The Secular Socialist Ideal is Opposed to Christianity

We hear today at Palm Sunday Mass from a scriptural passage that is used to properly attack secular socialist ideals while defending the ideals of historical Christianity. The passage comes from the Gospel of Mark.

When he was in Bethany reclining at table in the house of Simon the leper, a woman came with an alabaster jar of perfumed oil, costly genuine spikenard. She broke the alabaster jar and poured it on his head. There were some who were indignant. "Why has there been this waste of perfumed oil? It could have been sold for more than three hundred days' wages and the money given to the poor." They were infuriated with her.
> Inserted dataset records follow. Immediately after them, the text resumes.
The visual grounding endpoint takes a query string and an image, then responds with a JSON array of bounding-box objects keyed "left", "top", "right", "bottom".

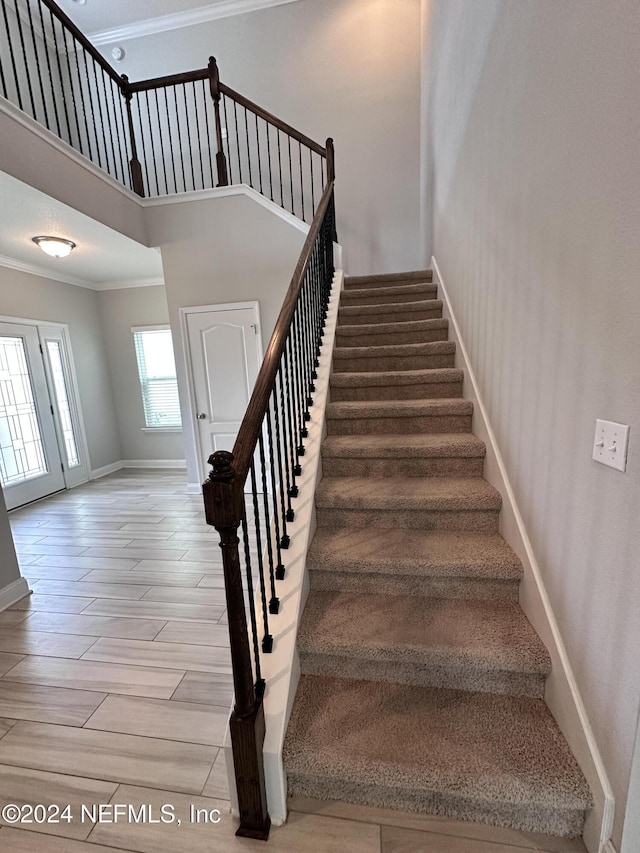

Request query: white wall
[
  {"left": 0, "top": 267, "right": 122, "bottom": 472},
  {"left": 423, "top": 1, "right": 640, "bottom": 846},
  {"left": 99, "top": 0, "right": 422, "bottom": 276},
  {"left": 98, "top": 285, "right": 185, "bottom": 463},
  {"left": 146, "top": 191, "right": 306, "bottom": 485}
]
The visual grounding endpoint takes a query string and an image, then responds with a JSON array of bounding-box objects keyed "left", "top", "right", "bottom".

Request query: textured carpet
[{"left": 283, "top": 267, "right": 591, "bottom": 837}]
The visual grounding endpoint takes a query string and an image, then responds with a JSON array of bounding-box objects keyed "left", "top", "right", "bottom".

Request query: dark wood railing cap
[{"left": 207, "top": 450, "right": 236, "bottom": 481}]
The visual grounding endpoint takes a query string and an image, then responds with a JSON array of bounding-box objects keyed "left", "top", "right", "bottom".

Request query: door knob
[{"left": 196, "top": 413, "right": 207, "bottom": 419}]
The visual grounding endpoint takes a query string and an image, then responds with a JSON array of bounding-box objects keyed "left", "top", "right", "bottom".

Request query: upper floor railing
[{"left": 0, "top": 0, "right": 331, "bottom": 222}]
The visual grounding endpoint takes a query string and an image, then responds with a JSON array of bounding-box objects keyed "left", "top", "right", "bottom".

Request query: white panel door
[
  {"left": 186, "top": 306, "right": 262, "bottom": 478},
  {"left": 0, "top": 322, "right": 65, "bottom": 509}
]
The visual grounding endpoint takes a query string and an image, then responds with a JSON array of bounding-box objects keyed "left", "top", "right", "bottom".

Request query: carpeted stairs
[{"left": 283, "top": 270, "right": 592, "bottom": 838}]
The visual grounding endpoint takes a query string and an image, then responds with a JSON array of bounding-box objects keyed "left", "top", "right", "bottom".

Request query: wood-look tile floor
[{"left": 0, "top": 471, "right": 586, "bottom": 852}]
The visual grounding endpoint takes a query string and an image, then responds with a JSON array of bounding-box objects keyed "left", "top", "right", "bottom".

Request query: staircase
[{"left": 283, "top": 270, "right": 591, "bottom": 838}]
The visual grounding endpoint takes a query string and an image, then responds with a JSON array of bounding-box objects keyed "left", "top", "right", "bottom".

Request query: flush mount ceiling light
[{"left": 32, "top": 236, "right": 77, "bottom": 258}]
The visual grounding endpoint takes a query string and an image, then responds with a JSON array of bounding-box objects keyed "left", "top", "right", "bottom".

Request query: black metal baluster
[
  {"left": 48, "top": 12, "right": 72, "bottom": 145},
  {"left": 310, "top": 150, "right": 316, "bottom": 217},
  {"left": 274, "top": 365, "right": 293, "bottom": 535},
  {"left": 36, "top": 2, "right": 60, "bottom": 136},
  {"left": 100, "top": 73, "right": 117, "bottom": 177},
  {"left": 12, "top": 0, "right": 35, "bottom": 118},
  {"left": 192, "top": 82, "right": 205, "bottom": 191},
  {"left": 277, "top": 129, "right": 284, "bottom": 208},
  {"left": 61, "top": 27, "right": 82, "bottom": 153},
  {"left": 105, "top": 73, "right": 122, "bottom": 180},
  {"left": 109, "top": 72, "right": 125, "bottom": 180},
  {"left": 115, "top": 79, "right": 131, "bottom": 184},
  {"left": 163, "top": 87, "right": 178, "bottom": 193},
  {"left": 2, "top": 2, "right": 23, "bottom": 109},
  {"left": 70, "top": 32, "right": 92, "bottom": 159},
  {"left": 0, "top": 47, "right": 7, "bottom": 99},
  {"left": 233, "top": 99, "right": 243, "bottom": 183},
  {"left": 90, "top": 62, "right": 110, "bottom": 174},
  {"left": 265, "top": 408, "right": 286, "bottom": 577},
  {"left": 182, "top": 83, "right": 197, "bottom": 191},
  {"left": 80, "top": 48, "right": 100, "bottom": 166},
  {"left": 199, "top": 80, "right": 214, "bottom": 188},
  {"left": 266, "top": 122, "right": 274, "bottom": 202},
  {"left": 240, "top": 512, "right": 264, "bottom": 694},
  {"left": 171, "top": 86, "right": 186, "bottom": 192},
  {"left": 143, "top": 91, "right": 160, "bottom": 196},
  {"left": 131, "top": 92, "right": 151, "bottom": 195},
  {"left": 304, "top": 267, "right": 317, "bottom": 389},
  {"left": 287, "top": 135, "right": 294, "bottom": 216},
  {"left": 299, "top": 141, "right": 305, "bottom": 222},
  {"left": 153, "top": 89, "right": 169, "bottom": 194},
  {"left": 222, "top": 92, "right": 232, "bottom": 185},
  {"left": 258, "top": 431, "right": 279, "bottom": 612},
  {"left": 283, "top": 341, "right": 301, "bottom": 491},
  {"left": 255, "top": 113, "right": 263, "bottom": 194},
  {"left": 249, "top": 461, "right": 273, "bottom": 652},
  {"left": 244, "top": 106, "right": 253, "bottom": 188},
  {"left": 301, "top": 276, "right": 315, "bottom": 403},
  {"left": 292, "top": 307, "right": 308, "bottom": 442},
  {"left": 1, "top": 0, "right": 22, "bottom": 109}
]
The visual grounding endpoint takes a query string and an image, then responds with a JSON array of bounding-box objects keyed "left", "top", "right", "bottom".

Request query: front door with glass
[{"left": 0, "top": 322, "right": 66, "bottom": 509}]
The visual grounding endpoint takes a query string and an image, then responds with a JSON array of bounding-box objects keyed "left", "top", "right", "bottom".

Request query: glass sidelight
[
  {"left": 0, "top": 335, "right": 49, "bottom": 486},
  {"left": 0, "top": 321, "right": 89, "bottom": 509}
]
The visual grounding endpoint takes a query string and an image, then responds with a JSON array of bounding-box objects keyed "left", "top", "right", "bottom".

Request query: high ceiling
[
  {"left": 56, "top": 0, "right": 303, "bottom": 40},
  {"left": 0, "top": 172, "right": 163, "bottom": 289}
]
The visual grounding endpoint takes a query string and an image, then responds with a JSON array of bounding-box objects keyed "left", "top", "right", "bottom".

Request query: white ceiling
[{"left": 0, "top": 172, "right": 163, "bottom": 290}]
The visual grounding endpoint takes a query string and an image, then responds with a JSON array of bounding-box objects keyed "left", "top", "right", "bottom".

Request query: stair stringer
[
  {"left": 222, "top": 266, "right": 344, "bottom": 826},
  {"left": 431, "top": 255, "right": 614, "bottom": 853}
]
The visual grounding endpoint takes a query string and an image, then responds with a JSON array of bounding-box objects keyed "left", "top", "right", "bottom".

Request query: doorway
[
  {"left": 0, "top": 320, "right": 88, "bottom": 509},
  {"left": 182, "top": 302, "right": 263, "bottom": 484}
]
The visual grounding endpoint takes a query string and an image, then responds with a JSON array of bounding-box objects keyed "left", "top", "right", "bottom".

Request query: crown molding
[
  {"left": 0, "top": 255, "right": 164, "bottom": 292},
  {"left": 88, "top": 0, "right": 302, "bottom": 45},
  {"left": 0, "top": 253, "right": 93, "bottom": 289},
  {"left": 96, "top": 277, "right": 165, "bottom": 291}
]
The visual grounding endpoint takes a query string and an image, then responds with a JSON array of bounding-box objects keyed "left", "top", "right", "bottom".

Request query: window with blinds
[{"left": 132, "top": 327, "right": 182, "bottom": 429}]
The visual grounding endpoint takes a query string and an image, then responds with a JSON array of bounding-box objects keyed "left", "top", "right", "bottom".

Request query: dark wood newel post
[
  {"left": 203, "top": 450, "right": 270, "bottom": 841},
  {"left": 120, "top": 75, "right": 145, "bottom": 197},
  {"left": 208, "top": 56, "right": 229, "bottom": 187}
]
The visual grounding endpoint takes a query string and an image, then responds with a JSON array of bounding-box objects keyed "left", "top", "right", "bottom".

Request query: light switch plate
[{"left": 592, "top": 419, "right": 630, "bottom": 472}]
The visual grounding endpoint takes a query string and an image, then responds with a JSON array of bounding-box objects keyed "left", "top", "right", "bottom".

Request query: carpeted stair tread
[
  {"left": 306, "top": 528, "right": 522, "bottom": 580},
  {"left": 344, "top": 269, "right": 433, "bottom": 289},
  {"left": 330, "top": 367, "right": 463, "bottom": 389},
  {"left": 298, "top": 592, "right": 551, "bottom": 678},
  {"left": 315, "top": 476, "right": 501, "bottom": 512},
  {"left": 336, "top": 318, "right": 448, "bottom": 342},
  {"left": 338, "top": 299, "right": 443, "bottom": 323},
  {"left": 340, "top": 283, "right": 438, "bottom": 304},
  {"left": 326, "top": 398, "right": 472, "bottom": 421},
  {"left": 283, "top": 675, "right": 591, "bottom": 835},
  {"left": 322, "top": 433, "right": 484, "bottom": 460},
  {"left": 333, "top": 340, "right": 455, "bottom": 362}
]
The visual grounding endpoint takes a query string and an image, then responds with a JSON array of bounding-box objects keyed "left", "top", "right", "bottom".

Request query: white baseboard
[
  {"left": 432, "top": 256, "right": 614, "bottom": 853},
  {"left": 602, "top": 841, "right": 617, "bottom": 853},
  {"left": 121, "top": 459, "right": 187, "bottom": 469},
  {"left": 89, "top": 461, "right": 124, "bottom": 480},
  {"left": 0, "top": 577, "right": 31, "bottom": 612},
  {"left": 186, "top": 483, "right": 202, "bottom": 495}
]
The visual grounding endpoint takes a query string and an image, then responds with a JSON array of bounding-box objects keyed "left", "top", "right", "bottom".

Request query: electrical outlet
[{"left": 592, "top": 419, "right": 630, "bottom": 472}]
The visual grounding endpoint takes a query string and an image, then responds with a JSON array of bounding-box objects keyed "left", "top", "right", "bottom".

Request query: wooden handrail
[
  {"left": 230, "top": 179, "right": 334, "bottom": 481},
  {"left": 38, "top": 0, "right": 123, "bottom": 87},
  {"left": 127, "top": 68, "right": 209, "bottom": 94},
  {"left": 219, "top": 82, "right": 326, "bottom": 156}
]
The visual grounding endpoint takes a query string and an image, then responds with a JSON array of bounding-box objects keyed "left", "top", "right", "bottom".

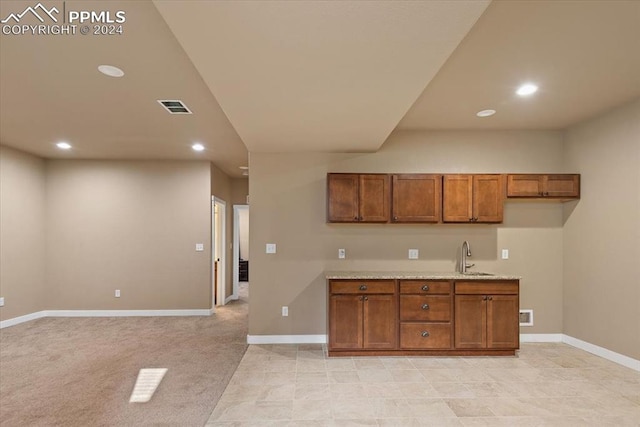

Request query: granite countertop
[{"left": 325, "top": 271, "right": 521, "bottom": 280}]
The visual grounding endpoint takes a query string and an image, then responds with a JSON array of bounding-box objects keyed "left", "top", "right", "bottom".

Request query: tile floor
[{"left": 206, "top": 343, "right": 640, "bottom": 426}]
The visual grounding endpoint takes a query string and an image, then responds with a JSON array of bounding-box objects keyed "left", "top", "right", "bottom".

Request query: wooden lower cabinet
[
  {"left": 328, "top": 280, "right": 397, "bottom": 351},
  {"left": 328, "top": 279, "right": 519, "bottom": 356},
  {"left": 454, "top": 281, "right": 520, "bottom": 350}
]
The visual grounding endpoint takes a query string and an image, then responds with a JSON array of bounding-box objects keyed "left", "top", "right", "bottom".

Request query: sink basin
[{"left": 461, "top": 272, "right": 494, "bottom": 276}]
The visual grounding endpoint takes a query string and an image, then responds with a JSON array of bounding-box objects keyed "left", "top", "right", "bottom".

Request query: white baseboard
[
  {"left": 520, "top": 333, "right": 563, "bottom": 342},
  {"left": 247, "top": 334, "right": 327, "bottom": 345},
  {"left": 0, "top": 309, "right": 213, "bottom": 329},
  {"left": 225, "top": 295, "right": 237, "bottom": 304},
  {"left": 0, "top": 311, "right": 48, "bottom": 329},
  {"left": 562, "top": 334, "right": 640, "bottom": 372}
]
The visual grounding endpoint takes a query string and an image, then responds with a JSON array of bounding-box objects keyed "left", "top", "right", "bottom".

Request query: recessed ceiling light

Jesus said, "Let her alone. Why do you make trouble for her? She has done a good thing for me. The poor you will always have with you, and whenever you wish you can do good to them, but you will not always have me…”
Then Judas Iscariot, one of the Twelve, went off to the chief priests to hand him over to them. (Mark 14:3-7, 10)

I think many of us overlook the fact that Judas’ indignation towards Christ and his tragic decision to hand Jesus over to his death came to fruition over how best to serve the poor. Today, the secular socialist ideology of robbing the rich to “serve” the poor is sadly seen as the ideal by which Christians vote. Judas, like the secular “progressives” of our day, was also a revolutionary who sought to overthrow those in power on behalf of the poor and the oppressed. However, both Judas and his contemporaries in the modern-day Far Left thought the best way to happiness was in power and control, and not self-sacrificial love and self-control.

Using Judas’ “power and control” method in today’s society, the secular socialist ideals only use the “power of the people” to take away any real control they have to love freely. What’s worse, they have no qualms about throwing out both self-control and self-sacrificial love. These things are too hard, after all. “How can we expect humans to act humanly?” they ask. “What we need to do is setup a God-like government and then defame and lie about anyone who disagrees with us.”

Indifference, not hate, is the opposite of love. A son who is passionately angry with his father has more of a relationship with his father than a son who is completely indifferent towards his father. Anger itself can be a first step towards reconciliation. Again, the problem with the secular socialist ideal is that it will make us completely indifferent towards our neighbors. According to this ideal, the next time we see a poor man we won’t say: “Hey, how can I help?” but rather say: “Why are you asking me for help? What you need is an Obama-bailout that will help you for a day or two.”

What we really need, however, is an aggressive expansion of faith-based efforts with real accountability on the local level. Aristotle, like Christ, advocated for a love/friend-based political system. The secular socialist ideal is always calling for social justice. Aristotle and Christ teach us that in a community of friendship, no justice and laws are necessary. When I’m with my friends (even friends who disagree with me on politics) we do not need laws to govern our behavior, nor do we need the government to tax us to death in order to support one another. We simply treat each other as friends.

Someone really important once said: “There is no greater love than to lay down one’s life for his friends.” Not only does this mean giving of ourselves freely, it means reaching out, getting to know, and truly loving our neighbors who thus become our friends. The secular socialist ideal, however, seeks to make strangers out of our neighbors and “friends” out of those who will go on to kill our neighbors.

But maybe they think that our eventual deaths will come easier when those who should be our real friends are only strangers.